Enhancing biomass and lipid production in Chlorella sorokiniana via magnesium metal-organic framework of Mg-MOF-74

Background: : Metal–organic frameworks (MOFs) offer promising avenues for enhancing CO₂ biofixation in microalgae by enabling the controlled release of essential cofactors. In this study, we investigate the use of magnesium-based MOF, Mg-MOF-74, as a functional nutrient modulator to influence microalgal growth dynamics and biochemical productivity. Mg-MOF-74 is constructed from magnesium nodes and 2,5-dihydroxyterephthalic acid linkers, and decomposed during the microalgal cultivation, leading to the gradual release of both magnesium ions and linkers.
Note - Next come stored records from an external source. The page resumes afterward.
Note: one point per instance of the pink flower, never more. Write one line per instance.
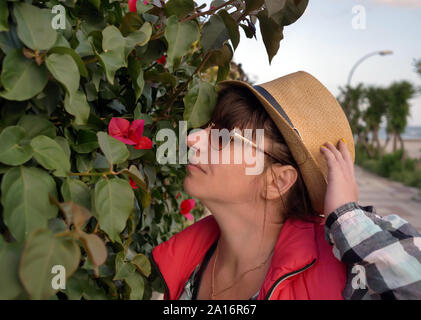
(132, 5)
(131, 134)
(186, 206)
(162, 60)
(132, 183)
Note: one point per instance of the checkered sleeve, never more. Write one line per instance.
(382, 254)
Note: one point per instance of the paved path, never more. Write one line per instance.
(389, 197)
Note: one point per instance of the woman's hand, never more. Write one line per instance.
(342, 187)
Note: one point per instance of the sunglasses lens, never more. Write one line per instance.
(219, 139)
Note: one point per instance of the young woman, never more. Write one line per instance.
(295, 230)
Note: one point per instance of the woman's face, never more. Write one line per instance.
(220, 181)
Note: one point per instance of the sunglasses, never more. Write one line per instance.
(218, 143)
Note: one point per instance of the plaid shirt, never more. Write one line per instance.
(382, 254)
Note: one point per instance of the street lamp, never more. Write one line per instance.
(381, 53)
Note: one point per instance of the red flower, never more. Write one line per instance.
(132, 5)
(186, 206)
(162, 60)
(132, 183)
(131, 134)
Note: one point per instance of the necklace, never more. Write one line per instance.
(213, 294)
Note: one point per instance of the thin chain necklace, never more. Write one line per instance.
(213, 294)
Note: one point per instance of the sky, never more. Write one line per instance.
(326, 43)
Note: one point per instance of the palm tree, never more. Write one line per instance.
(350, 99)
(377, 107)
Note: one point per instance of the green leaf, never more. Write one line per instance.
(127, 272)
(64, 144)
(180, 8)
(96, 3)
(114, 150)
(199, 103)
(95, 248)
(113, 204)
(23, 209)
(50, 155)
(136, 73)
(232, 27)
(9, 40)
(271, 32)
(113, 57)
(37, 125)
(79, 62)
(22, 78)
(12, 152)
(219, 57)
(142, 264)
(214, 34)
(4, 16)
(136, 285)
(34, 26)
(274, 6)
(78, 106)
(10, 254)
(180, 37)
(160, 77)
(42, 252)
(64, 70)
(138, 38)
(86, 141)
(80, 284)
(76, 191)
(252, 5)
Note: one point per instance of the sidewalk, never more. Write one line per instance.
(389, 197)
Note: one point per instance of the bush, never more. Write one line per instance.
(72, 195)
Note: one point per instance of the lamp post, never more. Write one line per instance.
(381, 53)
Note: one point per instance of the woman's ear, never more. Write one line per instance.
(279, 179)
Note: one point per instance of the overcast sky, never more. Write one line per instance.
(324, 43)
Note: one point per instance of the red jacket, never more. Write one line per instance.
(302, 266)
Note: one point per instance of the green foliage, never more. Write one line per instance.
(71, 193)
(391, 166)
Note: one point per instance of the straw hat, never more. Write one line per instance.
(307, 115)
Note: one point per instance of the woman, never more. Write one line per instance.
(266, 237)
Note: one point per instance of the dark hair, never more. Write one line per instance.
(238, 107)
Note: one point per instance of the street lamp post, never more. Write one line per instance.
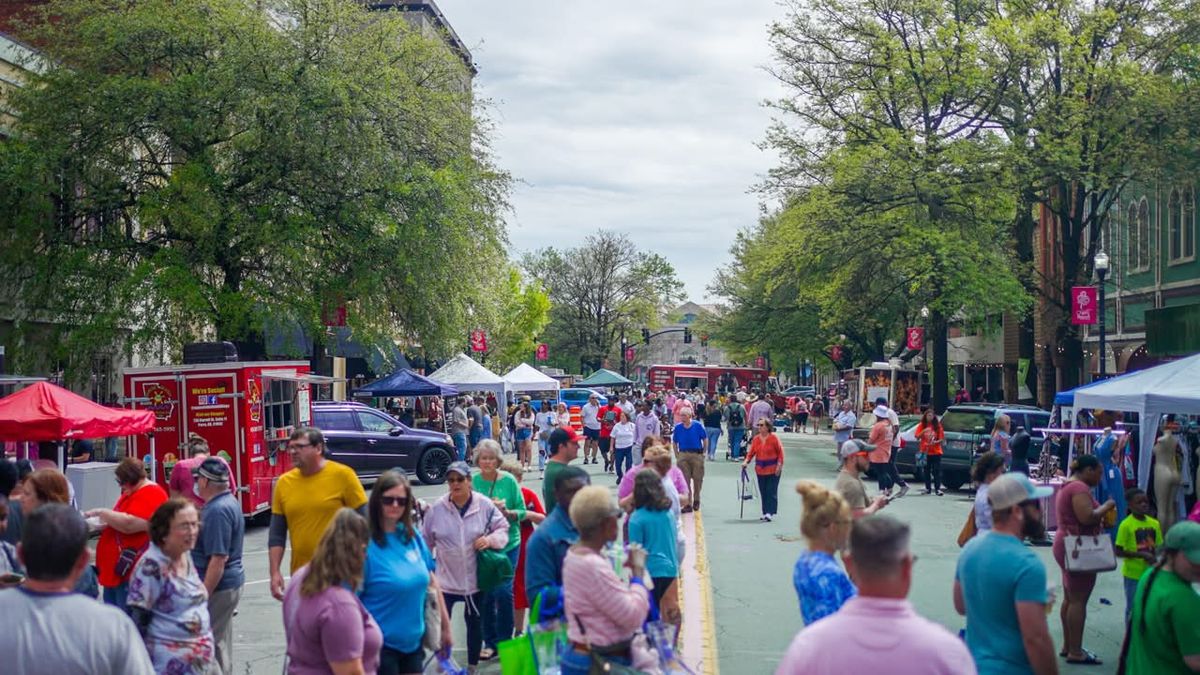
(1102, 270)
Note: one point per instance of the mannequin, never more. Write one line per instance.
(1167, 478)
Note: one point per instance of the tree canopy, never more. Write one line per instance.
(192, 168)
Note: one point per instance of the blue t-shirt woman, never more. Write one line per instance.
(395, 580)
(821, 585)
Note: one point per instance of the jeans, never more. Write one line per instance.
(472, 605)
(623, 457)
(933, 472)
(117, 596)
(1131, 589)
(768, 487)
(714, 436)
(575, 663)
(882, 475)
(497, 609)
(736, 435)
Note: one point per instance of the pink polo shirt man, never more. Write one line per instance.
(873, 634)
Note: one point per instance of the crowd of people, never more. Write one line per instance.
(375, 579)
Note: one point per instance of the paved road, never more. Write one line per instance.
(754, 604)
(751, 562)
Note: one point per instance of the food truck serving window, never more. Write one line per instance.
(279, 405)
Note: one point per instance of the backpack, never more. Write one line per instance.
(737, 416)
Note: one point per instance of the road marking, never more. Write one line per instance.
(706, 597)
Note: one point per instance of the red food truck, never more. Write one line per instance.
(245, 410)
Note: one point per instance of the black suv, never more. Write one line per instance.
(969, 431)
(370, 442)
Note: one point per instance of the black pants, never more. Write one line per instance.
(768, 487)
(474, 625)
(393, 662)
(933, 472)
(892, 465)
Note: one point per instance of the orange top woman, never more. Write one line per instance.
(931, 437)
(767, 454)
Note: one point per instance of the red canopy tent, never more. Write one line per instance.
(46, 412)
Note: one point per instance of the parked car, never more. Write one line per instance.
(370, 442)
(969, 434)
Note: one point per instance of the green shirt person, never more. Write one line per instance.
(1164, 634)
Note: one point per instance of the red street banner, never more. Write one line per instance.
(478, 341)
(916, 339)
(1084, 310)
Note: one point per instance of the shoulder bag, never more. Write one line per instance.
(492, 567)
(1089, 553)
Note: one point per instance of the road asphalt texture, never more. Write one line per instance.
(755, 609)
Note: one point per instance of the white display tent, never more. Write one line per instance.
(1164, 389)
(466, 375)
(526, 377)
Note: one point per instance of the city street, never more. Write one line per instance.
(755, 610)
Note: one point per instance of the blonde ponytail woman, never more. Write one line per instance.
(821, 584)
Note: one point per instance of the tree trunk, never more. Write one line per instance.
(940, 330)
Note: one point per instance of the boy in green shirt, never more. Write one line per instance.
(1138, 539)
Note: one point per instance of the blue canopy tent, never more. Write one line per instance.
(406, 383)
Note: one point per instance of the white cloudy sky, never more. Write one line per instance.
(639, 117)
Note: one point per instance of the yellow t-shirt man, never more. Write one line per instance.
(310, 502)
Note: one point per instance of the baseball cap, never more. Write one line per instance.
(460, 467)
(851, 448)
(214, 470)
(1185, 537)
(1012, 489)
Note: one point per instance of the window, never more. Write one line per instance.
(334, 420)
(1175, 227)
(1133, 233)
(375, 423)
(1144, 234)
(1189, 222)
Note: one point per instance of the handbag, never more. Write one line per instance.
(432, 637)
(1089, 553)
(540, 649)
(969, 530)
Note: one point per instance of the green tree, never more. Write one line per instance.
(189, 168)
(598, 291)
(514, 321)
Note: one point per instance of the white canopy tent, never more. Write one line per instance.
(526, 377)
(1164, 389)
(466, 375)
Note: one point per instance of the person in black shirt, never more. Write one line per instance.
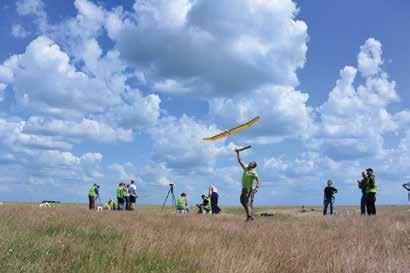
(362, 185)
(329, 197)
(205, 207)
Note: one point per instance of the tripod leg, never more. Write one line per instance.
(174, 202)
(165, 201)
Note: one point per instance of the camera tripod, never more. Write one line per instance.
(173, 200)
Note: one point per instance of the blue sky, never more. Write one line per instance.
(108, 91)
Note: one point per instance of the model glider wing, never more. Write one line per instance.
(233, 130)
(218, 136)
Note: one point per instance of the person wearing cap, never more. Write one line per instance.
(182, 204)
(371, 191)
(362, 185)
(407, 187)
(248, 190)
(329, 197)
(92, 195)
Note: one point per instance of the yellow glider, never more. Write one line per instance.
(233, 130)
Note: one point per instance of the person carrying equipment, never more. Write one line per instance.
(362, 185)
(92, 196)
(205, 207)
(371, 191)
(182, 205)
(329, 197)
(248, 176)
(132, 189)
(120, 196)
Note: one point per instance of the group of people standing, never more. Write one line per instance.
(209, 203)
(126, 196)
(368, 185)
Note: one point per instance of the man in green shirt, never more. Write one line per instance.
(371, 190)
(248, 191)
(92, 195)
(120, 196)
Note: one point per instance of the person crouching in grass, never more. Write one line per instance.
(248, 177)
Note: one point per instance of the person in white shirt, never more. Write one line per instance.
(132, 189)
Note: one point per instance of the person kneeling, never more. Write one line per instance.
(205, 207)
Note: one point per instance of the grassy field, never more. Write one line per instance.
(69, 238)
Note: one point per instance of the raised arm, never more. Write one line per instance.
(239, 159)
(257, 183)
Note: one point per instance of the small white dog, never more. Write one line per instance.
(45, 205)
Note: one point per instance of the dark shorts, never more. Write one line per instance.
(246, 197)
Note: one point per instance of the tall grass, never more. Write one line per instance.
(73, 239)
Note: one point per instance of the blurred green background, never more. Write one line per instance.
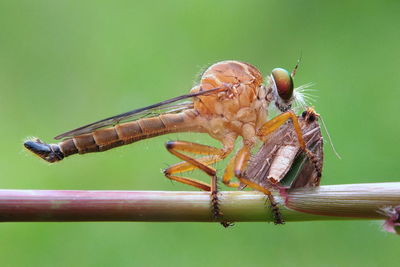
(67, 63)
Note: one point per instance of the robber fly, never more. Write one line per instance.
(230, 101)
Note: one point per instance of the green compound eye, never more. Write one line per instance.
(284, 83)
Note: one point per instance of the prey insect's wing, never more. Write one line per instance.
(173, 105)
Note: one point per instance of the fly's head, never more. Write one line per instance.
(283, 91)
(282, 88)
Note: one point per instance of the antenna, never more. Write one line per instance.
(297, 65)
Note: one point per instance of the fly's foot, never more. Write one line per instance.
(217, 213)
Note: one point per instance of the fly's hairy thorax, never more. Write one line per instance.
(239, 110)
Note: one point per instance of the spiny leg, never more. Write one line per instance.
(215, 155)
(278, 121)
(236, 166)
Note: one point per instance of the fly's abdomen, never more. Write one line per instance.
(105, 139)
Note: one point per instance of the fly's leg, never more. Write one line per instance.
(277, 122)
(273, 124)
(236, 167)
(189, 163)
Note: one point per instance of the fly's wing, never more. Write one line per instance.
(173, 105)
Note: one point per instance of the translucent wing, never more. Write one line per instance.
(172, 105)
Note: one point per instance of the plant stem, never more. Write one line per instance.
(353, 201)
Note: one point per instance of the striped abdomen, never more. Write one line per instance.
(121, 134)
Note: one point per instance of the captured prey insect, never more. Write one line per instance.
(281, 164)
(230, 101)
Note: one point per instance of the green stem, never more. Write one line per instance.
(354, 201)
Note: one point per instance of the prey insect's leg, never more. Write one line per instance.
(237, 166)
(215, 155)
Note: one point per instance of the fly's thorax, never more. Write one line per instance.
(241, 82)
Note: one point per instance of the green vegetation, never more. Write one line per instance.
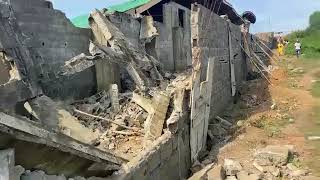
(309, 38)
(271, 126)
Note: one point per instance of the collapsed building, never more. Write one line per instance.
(131, 97)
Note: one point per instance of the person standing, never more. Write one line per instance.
(280, 48)
(297, 46)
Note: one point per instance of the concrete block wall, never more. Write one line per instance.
(210, 34)
(50, 34)
(173, 44)
(168, 158)
(49, 39)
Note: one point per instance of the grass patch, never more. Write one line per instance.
(309, 38)
(271, 126)
(316, 89)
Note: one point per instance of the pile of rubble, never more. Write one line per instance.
(270, 163)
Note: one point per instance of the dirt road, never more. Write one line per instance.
(284, 113)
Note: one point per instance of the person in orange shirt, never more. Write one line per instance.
(280, 48)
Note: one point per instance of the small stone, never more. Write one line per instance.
(274, 171)
(243, 175)
(18, 171)
(292, 167)
(206, 162)
(272, 155)
(231, 178)
(240, 123)
(291, 120)
(314, 138)
(298, 173)
(216, 173)
(231, 167)
(112, 146)
(257, 166)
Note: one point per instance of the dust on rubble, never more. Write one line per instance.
(265, 140)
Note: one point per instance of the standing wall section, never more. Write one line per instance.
(210, 35)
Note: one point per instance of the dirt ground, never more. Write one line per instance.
(281, 113)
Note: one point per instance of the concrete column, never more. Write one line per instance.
(6, 164)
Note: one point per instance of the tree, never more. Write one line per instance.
(315, 21)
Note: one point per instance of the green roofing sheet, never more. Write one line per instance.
(82, 21)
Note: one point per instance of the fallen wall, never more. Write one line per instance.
(41, 39)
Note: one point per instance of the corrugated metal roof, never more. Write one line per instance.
(82, 21)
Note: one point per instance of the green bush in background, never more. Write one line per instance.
(309, 38)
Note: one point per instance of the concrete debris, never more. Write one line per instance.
(138, 65)
(231, 167)
(156, 119)
(314, 138)
(148, 31)
(202, 173)
(243, 175)
(114, 96)
(272, 155)
(276, 169)
(77, 64)
(216, 173)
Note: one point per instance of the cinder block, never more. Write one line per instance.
(154, 160)
(166, 149)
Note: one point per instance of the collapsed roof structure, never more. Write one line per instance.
(130, 97)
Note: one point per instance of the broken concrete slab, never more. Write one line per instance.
(18, 171)
(114, 95)
(156, 119)
(272, 155)
(148, 31)
(138, 64)
(231, 167)
(28, 131)
(216, 173)
(202, 174)
(243, 175)
(7, 164)
(45, 110)
(77, 64)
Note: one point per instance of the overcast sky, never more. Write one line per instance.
(272, 15)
Methods: : A domestic microalgal strain, Chlorella sorokiniana BSL, was cultured under varying conditions, including nitrogen sources and light intensity to determine the optimal concentration of Mg-MOF-74. The biomass yield, as well as starch, protein, and lipid contents, were assessed under controlled photobioreactor settings. Additionally, Mg-MOF-74 was characterized both before and after its application to evaluate structural changes and nutrient release profiles during cultivation. Significant findings: : Nitrogen is critical for algal culture where the highest biomass of strain BSL was achieved using urea as the nitrogen source, up to 3.36 g/L that is ra 1.3-fold improvement over ammonium. Supplementation with 50 ppm Mg-MOF-74 under 1 % CO₂ led to a 14.4 % increase in biomass and a 2.39-fold enhancement in lipid accumulation compared to untreated controls. Compared to the addition of magnesium salt or the organic linker (H₄DOBDC) alone, Mg-MOF-74 provided a more balanced and sustained release of nutrients. This controlled decomposition enhanced carbon partitioning and promoted a favorable biochemical profile. As a result, MOF-assisted nutrient delivery can fine-tune cofactor availability, improve photosynthetic efficiency, and ultimately support the production of high-value bioproducts in microalgal systems.